12. The system of claim 8, wherein the sensing element comprises a liquid leakage sensor cable, and wherein the data comprises a resistance value of the liquid leakage sensor cable enclosed by a housing of the computing device.
13. The system of claim 8, wherein the respective operations comprise:
after determining the action to be performed by the computing device, switching the control system from the second output path back to the first output path.
14. The system of claim 8, wherein determining, by the control circuit and based on the second signal, an action to be performed by the computing device comprises:
generating a comparison result by comparing the second signal with one or more threshold status values;
determining a classification of liquid leakage from among a plurality of classifications of liquid leakage based on the comparison result, wherein each of the plurality of classifications of liquid leakage corresponds to one of the one or more threshold status values; and
determining the action that corresponds to the classification of liquid leakage to be performed by the computing device.

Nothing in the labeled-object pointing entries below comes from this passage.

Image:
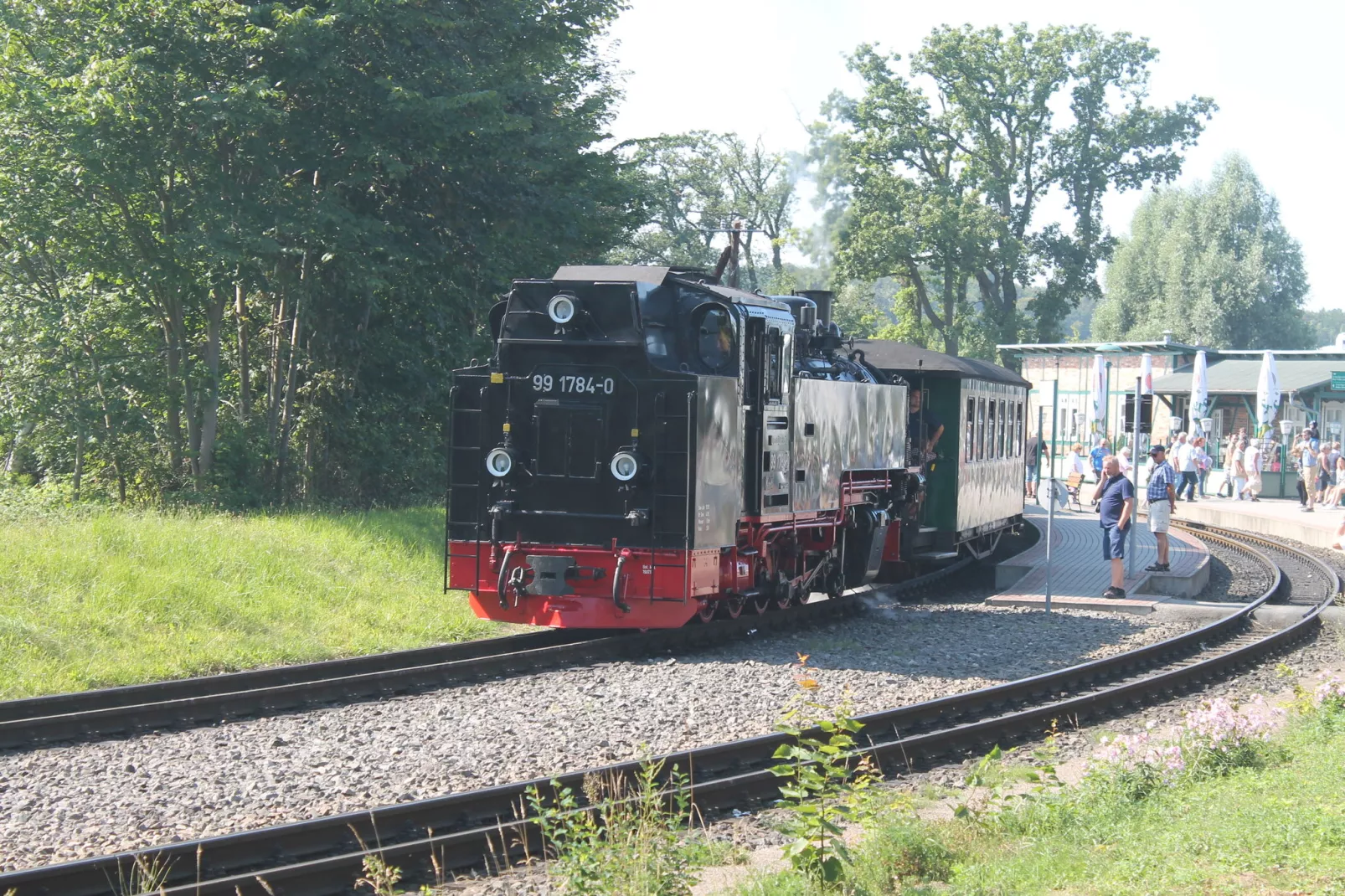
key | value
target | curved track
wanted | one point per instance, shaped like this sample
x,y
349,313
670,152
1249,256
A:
x,y
115,712
324,856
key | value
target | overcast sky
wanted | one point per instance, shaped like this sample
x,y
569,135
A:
x,y
760,66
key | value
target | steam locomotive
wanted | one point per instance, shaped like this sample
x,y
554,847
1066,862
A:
x,y
647,445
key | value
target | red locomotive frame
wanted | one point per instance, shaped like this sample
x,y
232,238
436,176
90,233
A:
x,y
615,587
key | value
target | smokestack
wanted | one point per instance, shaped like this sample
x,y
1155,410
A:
x,y
823,299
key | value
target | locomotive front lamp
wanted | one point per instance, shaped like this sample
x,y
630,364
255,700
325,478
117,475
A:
x,y
561,308
624,466
499,463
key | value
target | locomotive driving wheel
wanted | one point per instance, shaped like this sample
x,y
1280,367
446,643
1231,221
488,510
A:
x,y
734,605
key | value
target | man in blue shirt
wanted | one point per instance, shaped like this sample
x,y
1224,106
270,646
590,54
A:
x,y
1096,456
1116,497
1162,498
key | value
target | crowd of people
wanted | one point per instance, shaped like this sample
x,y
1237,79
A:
x,y
1318,466
1178,470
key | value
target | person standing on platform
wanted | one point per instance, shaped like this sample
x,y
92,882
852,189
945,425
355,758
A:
x,y
1306,471
1074,461
1229,467
1325,475
1254,461
1096,456
1239,470
1033,448
1162,498
1185,461
1116,507
1203,465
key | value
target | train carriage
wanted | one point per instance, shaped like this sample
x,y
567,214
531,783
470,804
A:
x,y
976,479
647,445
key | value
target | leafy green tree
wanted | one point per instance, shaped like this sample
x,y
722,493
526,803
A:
x,y
946,188
1214,264
242,246
694,186
1327,324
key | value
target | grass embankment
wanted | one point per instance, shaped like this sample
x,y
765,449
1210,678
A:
x,y
97,598
1269,820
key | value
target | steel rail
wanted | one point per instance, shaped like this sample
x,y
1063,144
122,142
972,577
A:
x,y
264,692
488,826
184,703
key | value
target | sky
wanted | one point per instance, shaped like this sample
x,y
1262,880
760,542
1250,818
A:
x,y
763,68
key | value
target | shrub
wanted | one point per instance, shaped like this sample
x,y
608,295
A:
x,y
900,851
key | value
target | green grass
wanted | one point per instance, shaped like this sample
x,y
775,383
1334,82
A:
x,y
1260,831
92,598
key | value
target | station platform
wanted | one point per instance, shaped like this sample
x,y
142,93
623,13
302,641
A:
x,y
1079,574
1267,517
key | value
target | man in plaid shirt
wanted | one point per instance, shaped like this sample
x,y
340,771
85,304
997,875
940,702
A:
x,y
1161,497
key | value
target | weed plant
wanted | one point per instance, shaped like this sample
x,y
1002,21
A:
x,y
628,837
1229,802
95,596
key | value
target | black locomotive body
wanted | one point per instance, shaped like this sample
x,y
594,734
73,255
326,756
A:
x,y
646,445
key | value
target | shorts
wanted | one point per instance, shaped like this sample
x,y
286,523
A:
x,y
1160,516
1112,543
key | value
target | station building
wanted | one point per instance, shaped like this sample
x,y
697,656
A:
x,y
1312,388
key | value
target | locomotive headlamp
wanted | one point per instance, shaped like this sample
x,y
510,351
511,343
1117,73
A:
x,y
561,308
499,463
624,466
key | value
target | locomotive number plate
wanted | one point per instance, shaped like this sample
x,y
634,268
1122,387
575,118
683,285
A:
x,y
573,384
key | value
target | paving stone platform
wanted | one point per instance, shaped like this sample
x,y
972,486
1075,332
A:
x,y
1079,574
1267,517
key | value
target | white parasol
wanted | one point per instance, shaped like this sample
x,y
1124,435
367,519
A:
x,y
1098,410
1267,393
1198,390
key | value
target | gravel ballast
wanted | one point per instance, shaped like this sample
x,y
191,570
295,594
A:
x,y
89,800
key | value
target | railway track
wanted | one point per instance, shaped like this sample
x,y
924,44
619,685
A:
x,y
115,712
471,829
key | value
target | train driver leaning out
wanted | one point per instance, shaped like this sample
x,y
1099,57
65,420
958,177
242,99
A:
x,y
920,417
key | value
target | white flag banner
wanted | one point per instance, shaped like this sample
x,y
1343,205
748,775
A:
x,y
1267,393
1198,392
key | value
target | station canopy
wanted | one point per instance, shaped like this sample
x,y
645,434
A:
x,y
1238,376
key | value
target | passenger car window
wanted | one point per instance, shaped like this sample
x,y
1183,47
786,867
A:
x,y
970,441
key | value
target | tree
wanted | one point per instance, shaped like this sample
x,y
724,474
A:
x,y
947,190
694,186
1327,324
244,246
1214,264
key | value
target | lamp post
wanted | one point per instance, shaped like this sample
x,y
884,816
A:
x,y
1285,428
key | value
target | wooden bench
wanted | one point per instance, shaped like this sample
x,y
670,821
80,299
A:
x,y
1074,483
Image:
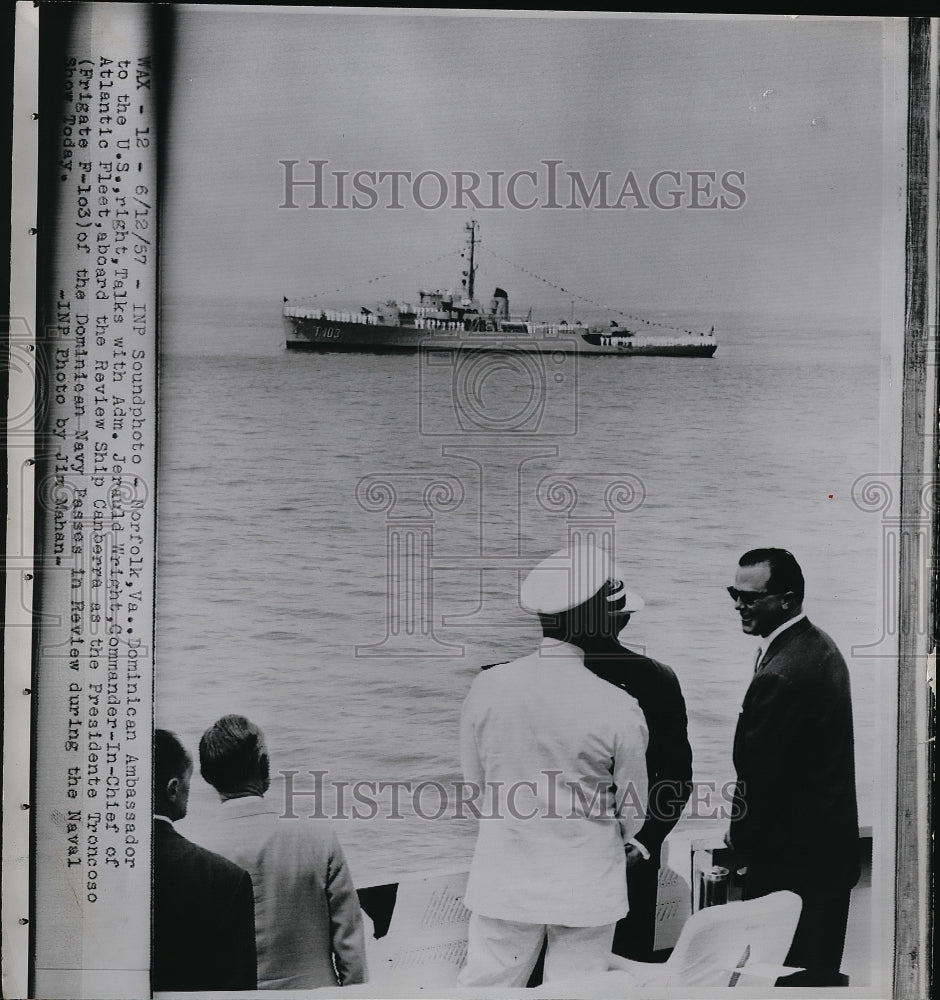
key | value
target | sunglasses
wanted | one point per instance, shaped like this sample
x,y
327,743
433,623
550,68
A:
x,y
748,597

15. An apparatus comprising:
a sensing element coupled to at least a portion of a computing device;
a switch coupled to the sensing element, wherein the switch is configured to initially connect the sensing element to a first output path and then switch between the first output path and a second output path;
an analog-to-digital converter coupled to the second output path; and
a controller configured to:
receive a first signal generated based on data associated with the sensing element, wherein the first signal indicates that liquid leakage is detected in the computing device,
cause the switch that initially connects the sensing element to the first output path to switch from connecting to the first output path to connecting to the second output path,
receive a second signal generated by the analog-to-digital converter based on the data, and
determine, based on the second signal, an action to be performed by the computing device.
16. The apparatus of claim 15, wherein the apparatus further comprises an event-controller configured to generate the first signal in response to determining that a value of the data is below a threshold value, and wherein the event-controller is configured to maintain the first signal for a time period.
17. The apparatus of claim 15, wherein the apparatus further comprises an event-controller configured to generate the first signal, wherein the event-controller is configured to maintain the first signal for a time period, and wherein the event-controller is configured to generate a third signal that represents no detection of the liquid leakage in the computing device in response to determining that a value of the data is equal to or above a threshold value.
18. The apparatus of claim 15, wherein the sensing element comprises a liquid leakage sensor cable, and wherein the data comprises a resistance value of the liquid leakage sensor cable enclosed by a housing of the computing device.
19. The apparatus of claim 15, wherein the controller is further configured to cause the switch to switch from connecting to the second output path back to connecting to the first output path after determining the action to be performed by the computing device.
20. The apparatus of claim 15, wherein the controller is configured to:
generate a comparison result by comparing the second signal with one or more threshold status values;
determine a classification of liquid leakage from among a plurality of classifications of liquid leakage based on the comparison result, wherein each of the plurality of classifications of liquid leakage corresponds to one of the one or more threshold status values; and
determine the action that corresponds to the classification of liquid leakage to be performed by the computing device.